Elena Pinderhughes has been around the East Bay music scene since before she learned how to walk.
She recorded her first published work before the age of 10, and has gone on to share stages with Herbie Hancock, and work with Carlos Santana. She’s also played NPR’s Tiny Desk with Chief Xian aTunde Adjuah (formerly Christian Scott) and even played a set at Coachella with Future.
But Elena says she wouldn’t be where she is today without family support and the musical institutions of the East Bay. Working with her brother, pianist and vocalist Samora Pinderhughes, assisted her growth at home, while organizations like the Young Musicians Choral Orchestra aided her progress in the community.
As she learned more about music, she learned about the world around her and within herself. Her travels helped her realize the value of the diversity in her community back home. Through playing the flute in male-dominated bands, she gained a deeper understanding of the power she wields as a woman.

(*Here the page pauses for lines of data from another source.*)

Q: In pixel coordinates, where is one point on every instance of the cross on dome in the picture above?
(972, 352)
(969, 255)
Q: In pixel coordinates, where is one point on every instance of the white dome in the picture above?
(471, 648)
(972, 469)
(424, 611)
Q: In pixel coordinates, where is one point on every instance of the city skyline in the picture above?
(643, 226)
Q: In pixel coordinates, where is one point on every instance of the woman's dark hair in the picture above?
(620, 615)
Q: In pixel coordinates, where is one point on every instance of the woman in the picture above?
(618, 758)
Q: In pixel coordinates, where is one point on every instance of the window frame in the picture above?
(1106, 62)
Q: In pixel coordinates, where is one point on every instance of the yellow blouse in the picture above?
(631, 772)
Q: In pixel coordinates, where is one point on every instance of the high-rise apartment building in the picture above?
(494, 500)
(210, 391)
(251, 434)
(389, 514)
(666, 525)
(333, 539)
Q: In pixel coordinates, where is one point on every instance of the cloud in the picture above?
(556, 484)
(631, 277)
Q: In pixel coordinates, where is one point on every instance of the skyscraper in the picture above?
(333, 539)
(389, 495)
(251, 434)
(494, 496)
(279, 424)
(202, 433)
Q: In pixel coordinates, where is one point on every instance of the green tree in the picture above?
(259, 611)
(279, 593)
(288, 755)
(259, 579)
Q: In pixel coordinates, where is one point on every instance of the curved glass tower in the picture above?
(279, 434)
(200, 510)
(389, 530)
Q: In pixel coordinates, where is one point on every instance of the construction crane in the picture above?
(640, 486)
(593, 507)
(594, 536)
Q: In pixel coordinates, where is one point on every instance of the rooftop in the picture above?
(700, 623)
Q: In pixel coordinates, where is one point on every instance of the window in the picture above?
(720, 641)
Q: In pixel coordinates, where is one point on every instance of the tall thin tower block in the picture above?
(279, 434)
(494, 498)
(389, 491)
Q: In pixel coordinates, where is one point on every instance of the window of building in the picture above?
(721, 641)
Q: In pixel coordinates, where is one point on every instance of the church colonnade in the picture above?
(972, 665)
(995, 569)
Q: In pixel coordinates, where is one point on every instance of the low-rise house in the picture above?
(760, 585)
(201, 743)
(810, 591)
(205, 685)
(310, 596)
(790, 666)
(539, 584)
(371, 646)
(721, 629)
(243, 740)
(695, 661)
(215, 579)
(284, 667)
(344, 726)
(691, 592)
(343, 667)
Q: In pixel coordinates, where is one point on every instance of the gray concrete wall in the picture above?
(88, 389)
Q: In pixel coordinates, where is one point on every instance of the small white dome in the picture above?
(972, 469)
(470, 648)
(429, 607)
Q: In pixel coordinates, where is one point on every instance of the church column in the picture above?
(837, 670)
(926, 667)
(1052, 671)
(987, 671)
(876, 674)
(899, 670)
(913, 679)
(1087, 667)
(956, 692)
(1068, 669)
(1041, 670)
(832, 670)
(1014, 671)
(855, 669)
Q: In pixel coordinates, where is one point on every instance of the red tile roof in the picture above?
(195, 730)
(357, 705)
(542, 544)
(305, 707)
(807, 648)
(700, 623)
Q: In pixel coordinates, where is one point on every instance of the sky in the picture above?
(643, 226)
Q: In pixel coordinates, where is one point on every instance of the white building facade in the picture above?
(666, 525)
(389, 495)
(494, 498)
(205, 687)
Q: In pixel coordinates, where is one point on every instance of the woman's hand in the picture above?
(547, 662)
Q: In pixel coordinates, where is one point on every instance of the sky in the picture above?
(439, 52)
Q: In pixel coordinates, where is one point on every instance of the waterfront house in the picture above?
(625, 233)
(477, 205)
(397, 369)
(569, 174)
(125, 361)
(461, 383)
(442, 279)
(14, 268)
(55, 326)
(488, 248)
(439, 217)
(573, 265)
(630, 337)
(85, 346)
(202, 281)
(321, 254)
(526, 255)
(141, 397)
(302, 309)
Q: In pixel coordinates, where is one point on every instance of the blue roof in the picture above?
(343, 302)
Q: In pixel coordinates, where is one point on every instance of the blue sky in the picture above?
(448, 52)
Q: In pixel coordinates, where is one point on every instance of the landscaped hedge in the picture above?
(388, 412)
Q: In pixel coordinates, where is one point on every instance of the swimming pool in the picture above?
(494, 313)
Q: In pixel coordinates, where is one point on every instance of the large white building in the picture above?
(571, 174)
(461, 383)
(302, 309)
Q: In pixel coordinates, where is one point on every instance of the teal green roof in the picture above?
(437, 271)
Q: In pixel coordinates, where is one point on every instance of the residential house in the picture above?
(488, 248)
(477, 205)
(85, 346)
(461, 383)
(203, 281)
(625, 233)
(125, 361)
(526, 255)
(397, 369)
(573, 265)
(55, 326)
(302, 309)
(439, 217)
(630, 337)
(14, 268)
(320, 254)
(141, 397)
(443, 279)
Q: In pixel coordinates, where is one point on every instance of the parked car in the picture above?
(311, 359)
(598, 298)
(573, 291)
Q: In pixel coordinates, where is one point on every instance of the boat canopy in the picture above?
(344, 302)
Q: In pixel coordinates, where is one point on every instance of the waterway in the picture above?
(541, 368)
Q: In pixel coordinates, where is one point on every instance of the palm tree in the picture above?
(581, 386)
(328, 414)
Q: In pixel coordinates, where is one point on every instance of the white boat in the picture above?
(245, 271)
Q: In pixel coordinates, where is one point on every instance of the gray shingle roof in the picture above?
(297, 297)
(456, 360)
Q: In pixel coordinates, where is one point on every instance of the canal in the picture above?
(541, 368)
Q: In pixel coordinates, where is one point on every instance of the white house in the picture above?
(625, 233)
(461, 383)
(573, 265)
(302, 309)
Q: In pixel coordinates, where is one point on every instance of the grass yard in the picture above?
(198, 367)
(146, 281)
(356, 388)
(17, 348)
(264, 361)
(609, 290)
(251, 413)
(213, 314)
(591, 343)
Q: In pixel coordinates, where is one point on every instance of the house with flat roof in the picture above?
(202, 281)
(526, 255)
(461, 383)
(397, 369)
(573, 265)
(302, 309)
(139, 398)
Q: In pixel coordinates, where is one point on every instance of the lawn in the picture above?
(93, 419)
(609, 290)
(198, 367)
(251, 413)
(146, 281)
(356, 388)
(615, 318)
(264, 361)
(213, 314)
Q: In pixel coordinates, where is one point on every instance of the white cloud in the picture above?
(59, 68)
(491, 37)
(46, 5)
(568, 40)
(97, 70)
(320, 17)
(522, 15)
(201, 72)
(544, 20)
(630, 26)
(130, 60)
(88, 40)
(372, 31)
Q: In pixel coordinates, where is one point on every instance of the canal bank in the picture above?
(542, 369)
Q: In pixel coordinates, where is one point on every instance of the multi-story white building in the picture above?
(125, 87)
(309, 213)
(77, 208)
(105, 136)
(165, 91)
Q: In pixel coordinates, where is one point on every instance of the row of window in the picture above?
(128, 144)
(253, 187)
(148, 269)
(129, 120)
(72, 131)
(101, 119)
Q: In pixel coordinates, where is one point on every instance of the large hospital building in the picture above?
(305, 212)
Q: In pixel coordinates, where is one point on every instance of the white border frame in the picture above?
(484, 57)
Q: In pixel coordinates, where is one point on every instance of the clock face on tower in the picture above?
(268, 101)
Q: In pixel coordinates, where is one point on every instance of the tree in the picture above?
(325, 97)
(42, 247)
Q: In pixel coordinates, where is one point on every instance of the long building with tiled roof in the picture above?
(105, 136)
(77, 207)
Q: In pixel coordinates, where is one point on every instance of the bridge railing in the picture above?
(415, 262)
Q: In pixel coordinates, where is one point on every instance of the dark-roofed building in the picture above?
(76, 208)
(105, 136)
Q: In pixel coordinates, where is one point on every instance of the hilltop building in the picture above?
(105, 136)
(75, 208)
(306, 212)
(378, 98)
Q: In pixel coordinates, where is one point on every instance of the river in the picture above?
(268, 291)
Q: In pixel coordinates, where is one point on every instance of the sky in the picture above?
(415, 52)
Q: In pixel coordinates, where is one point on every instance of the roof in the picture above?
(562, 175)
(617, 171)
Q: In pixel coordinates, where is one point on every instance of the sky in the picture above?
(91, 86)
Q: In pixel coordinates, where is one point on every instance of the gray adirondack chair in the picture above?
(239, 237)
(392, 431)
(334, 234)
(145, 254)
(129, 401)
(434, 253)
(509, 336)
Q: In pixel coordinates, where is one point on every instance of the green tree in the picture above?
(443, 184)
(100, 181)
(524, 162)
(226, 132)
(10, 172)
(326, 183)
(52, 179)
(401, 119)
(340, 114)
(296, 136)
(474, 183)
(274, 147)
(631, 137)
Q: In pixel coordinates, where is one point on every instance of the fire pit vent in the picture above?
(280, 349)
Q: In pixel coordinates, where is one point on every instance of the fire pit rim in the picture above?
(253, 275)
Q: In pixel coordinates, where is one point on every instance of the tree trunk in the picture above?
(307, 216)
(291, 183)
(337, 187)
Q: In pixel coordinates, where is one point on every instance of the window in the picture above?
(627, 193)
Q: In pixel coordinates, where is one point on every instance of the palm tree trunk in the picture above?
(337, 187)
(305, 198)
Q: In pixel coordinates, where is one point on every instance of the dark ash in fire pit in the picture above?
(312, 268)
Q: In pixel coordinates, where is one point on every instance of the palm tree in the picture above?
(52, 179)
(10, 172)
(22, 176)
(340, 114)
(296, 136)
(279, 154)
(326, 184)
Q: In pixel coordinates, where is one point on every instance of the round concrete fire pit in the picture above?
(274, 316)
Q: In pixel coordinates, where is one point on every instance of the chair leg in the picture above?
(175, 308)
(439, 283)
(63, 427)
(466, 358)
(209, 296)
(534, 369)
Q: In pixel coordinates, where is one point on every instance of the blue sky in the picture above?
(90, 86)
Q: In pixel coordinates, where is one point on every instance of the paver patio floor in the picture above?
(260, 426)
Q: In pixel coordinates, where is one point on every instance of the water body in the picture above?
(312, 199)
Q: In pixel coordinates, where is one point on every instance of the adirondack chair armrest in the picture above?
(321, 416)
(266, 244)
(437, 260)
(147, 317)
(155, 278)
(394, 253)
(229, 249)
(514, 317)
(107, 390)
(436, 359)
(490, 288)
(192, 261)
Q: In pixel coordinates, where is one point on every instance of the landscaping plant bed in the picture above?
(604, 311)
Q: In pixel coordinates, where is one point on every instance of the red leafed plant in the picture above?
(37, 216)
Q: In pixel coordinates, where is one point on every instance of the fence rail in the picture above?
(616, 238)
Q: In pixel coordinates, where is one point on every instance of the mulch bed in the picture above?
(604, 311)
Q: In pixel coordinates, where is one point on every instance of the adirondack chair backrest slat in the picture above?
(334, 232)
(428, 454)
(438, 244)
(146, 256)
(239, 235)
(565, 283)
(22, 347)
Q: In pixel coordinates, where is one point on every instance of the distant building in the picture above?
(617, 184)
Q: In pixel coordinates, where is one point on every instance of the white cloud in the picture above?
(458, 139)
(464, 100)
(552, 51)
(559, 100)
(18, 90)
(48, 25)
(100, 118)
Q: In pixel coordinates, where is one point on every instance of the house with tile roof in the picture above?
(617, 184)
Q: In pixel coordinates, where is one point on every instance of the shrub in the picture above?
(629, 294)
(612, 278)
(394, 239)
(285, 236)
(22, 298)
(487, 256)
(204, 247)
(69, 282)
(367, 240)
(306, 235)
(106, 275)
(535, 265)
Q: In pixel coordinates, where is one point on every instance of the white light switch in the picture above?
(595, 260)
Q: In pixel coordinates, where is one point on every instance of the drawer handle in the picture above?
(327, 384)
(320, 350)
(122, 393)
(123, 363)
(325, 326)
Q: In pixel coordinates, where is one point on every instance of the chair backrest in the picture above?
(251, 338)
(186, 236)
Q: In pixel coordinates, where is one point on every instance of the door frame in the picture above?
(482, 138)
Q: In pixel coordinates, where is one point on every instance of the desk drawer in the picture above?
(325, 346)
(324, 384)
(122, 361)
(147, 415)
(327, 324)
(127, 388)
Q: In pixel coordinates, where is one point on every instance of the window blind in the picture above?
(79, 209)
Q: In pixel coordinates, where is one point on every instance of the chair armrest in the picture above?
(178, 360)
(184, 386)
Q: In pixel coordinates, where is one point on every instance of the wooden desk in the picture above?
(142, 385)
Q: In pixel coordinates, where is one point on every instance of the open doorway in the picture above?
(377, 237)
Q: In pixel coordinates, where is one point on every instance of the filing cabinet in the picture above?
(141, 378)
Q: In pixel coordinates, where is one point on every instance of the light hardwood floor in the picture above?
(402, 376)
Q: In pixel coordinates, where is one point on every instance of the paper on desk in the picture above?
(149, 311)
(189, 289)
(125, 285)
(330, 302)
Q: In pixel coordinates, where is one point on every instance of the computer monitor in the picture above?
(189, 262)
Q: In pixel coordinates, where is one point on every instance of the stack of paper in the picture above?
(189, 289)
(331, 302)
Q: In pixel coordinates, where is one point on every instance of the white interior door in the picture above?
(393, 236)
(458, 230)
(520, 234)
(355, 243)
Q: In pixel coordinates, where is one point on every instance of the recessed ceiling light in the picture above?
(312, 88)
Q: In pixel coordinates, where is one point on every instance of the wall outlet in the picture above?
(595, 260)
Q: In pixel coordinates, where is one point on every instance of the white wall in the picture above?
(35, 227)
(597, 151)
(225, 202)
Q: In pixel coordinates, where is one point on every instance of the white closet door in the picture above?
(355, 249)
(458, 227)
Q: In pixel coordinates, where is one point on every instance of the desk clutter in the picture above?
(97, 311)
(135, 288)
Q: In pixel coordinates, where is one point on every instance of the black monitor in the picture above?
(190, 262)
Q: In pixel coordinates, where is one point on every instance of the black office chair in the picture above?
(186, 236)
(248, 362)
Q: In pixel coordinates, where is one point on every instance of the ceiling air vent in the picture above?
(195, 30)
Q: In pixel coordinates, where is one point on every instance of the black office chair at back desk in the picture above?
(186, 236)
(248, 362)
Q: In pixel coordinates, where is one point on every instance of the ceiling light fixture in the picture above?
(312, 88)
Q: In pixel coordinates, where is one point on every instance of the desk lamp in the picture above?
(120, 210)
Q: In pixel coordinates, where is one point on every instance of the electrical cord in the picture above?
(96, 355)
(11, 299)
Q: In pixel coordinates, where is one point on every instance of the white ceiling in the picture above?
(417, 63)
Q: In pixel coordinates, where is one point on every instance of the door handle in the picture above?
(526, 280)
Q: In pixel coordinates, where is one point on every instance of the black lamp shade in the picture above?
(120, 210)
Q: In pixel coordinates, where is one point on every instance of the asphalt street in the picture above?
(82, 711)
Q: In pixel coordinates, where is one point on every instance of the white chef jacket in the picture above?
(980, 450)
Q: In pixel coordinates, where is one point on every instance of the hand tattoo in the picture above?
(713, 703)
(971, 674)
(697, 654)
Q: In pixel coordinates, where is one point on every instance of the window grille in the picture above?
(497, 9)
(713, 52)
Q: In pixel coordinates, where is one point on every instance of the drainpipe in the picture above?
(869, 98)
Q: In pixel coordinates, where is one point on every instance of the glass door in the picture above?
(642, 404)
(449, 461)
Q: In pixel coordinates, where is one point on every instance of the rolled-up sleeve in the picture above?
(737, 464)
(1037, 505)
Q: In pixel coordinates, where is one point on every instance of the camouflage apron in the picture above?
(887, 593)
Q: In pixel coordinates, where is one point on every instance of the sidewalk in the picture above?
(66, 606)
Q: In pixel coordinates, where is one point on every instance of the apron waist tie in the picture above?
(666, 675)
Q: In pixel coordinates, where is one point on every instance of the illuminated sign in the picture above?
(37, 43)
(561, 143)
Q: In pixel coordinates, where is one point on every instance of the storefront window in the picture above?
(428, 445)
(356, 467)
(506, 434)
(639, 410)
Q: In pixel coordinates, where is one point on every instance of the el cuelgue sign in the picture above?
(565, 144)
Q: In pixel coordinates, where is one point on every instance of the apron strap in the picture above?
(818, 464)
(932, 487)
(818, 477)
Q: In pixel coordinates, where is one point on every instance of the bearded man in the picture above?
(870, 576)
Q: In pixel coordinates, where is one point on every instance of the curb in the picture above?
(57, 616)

Now Elena is preparing for the next iteration of her career. She’s relying on the tools given to her by the Bay Area’s multi-talented musical community as she moves into the world of scoring films, making R&B music and more.
This week she tells us all about the depths of family bonds, and how jazz is conversation in musical form.
Below are lightly edited excerpts of my conversation with Elena Pinderhughes
HARSHAW: What do you define as jazz?
PINDERHUGHES: I don’t know if I have a short answer to that, but I think there’s a couple of parts of it that are really important. It’s creativity. It’s freedom. Its legacy. It’s music that stems from the Black experience. I think it’s really a Black cultural expression that stretches and changes with people’s experiences but is rooted in different things like call and response and different harmonic traditions that we’re all familiar with, but have been stretched and changed as the times and different generations have come through.
At its core I think it’s communication. Because when you’re playing jazz, the biggest thing is you’re listening to everybody around you, reacting. You’re communicating.